Il mercato sono storie
Dispensa, 2014
Un piccolo reportage dal Mercato delle Erbe di Jesi, realizzato seguendo mia nonna che faceva la spesa.
È stato pubblicato sul sito della rivista Dispensa.
testo e foto • Simone Sbarbati
Al banco del pesce le cozze sono finite. Anzi, più precisamente sono i móscioli ad esser finiti. Così, nella zona di Ancona, chiamiamo le piccole e gustosissime cozze selvagge che tradizionalmente vengono pescate in apnea alle pendici del Conero, il monte che i greci battezzarono komaros (corbezzolo), per via dell’arbusto, molto diffuso da queste parti; monte (in realtà appena 500 metri ma visto dal mare appare imponente) che dà anche il nome ad un magnifico vino rosso.

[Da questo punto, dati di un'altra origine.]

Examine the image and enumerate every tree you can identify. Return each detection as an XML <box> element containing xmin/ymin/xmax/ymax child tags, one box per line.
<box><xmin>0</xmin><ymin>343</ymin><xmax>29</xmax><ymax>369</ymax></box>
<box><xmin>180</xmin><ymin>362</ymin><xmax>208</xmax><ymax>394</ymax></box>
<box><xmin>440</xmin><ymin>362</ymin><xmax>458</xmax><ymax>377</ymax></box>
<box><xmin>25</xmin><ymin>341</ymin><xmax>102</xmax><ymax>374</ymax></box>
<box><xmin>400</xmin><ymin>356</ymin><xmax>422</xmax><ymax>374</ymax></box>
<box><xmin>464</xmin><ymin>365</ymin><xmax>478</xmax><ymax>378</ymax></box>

Il pescivendolo, con l’aria di chi l’ha già ripetuto mille volte, dice che bisogna arrivare presto, ché i móscioli finiscono subito e già alle 8,00 del mattino quelli che arrivano presto si portano via tutto. Ci lascia il suo numero di telefono. Quattro cifre, che si ripetono due a due, più il prefisso.
«È più semplice di quello della questura», dice ridendo, «mi chiami martedì mattina che gliele tengo da parte».
Sono le nove e mezzo e al Mercato Pubblico di Jesi, 25km nell’entroterra di Ancona, patria del Verdicchio, 23 medaglie olimpiche in bacheca grazie alla scherma —gloriosa tradizione locale fin dagli anni ’50 — oltre che città natale di Federico II di Svevia, lo stupor mundi che ringrazio pure per aver ispirato il nome di mia figlia (Sveva); al Mercato Pubblico, dicevo, c'è un piccolo ma costante viavai di persone.
Un sole d’inizio agosto, fuori, batte incandescente sui tettucci delle auto che passano e ripassano in cerca dell’ultimo parcheggio rimasto, arrischiandosi di tanto in tanto in doppie file subito punite con contravvenzioni che scatenano litanie di scuse, con gli arroganti automobilisti viziati dagli enormi parcheggi dei centri commerciali e contagiati dalla distorta forma mentis degli amministratori che da anni cercano di adattare una struttura urbanistica concepita per essere vissuta in verticale, su due piedi, alla pigrizia degli autodipendenti, perennemente seduti, costantemente nervosi, pronti ad accampare i soliti cinque minuti cinque, non di più, giusto il tempo per...
Mentre i clacson strombettano, i vigili urbani minacciano, qualche imbranato inchioda davanti all'attempata signora che riconquista il suo diritto ad attraversare con orgogliosa lentezza sulle strisce, e tutti sudano più del dovuto, lucidi dietro i loro occhiali da sole, nella penombra del Mercato si gira tra i banchi di frutta e verdura, tra i salumi e i formaggi, i tranci di carne, i baccalà sotto sale e gli stoccafissi appesi, ciascuno godendosi la frescura di quelle vecchie ed imponenti mura dove, da 150 anni, i cittadini di Jesi e dei castelli della valle dell’Esino comprano e vendono generi alimentari.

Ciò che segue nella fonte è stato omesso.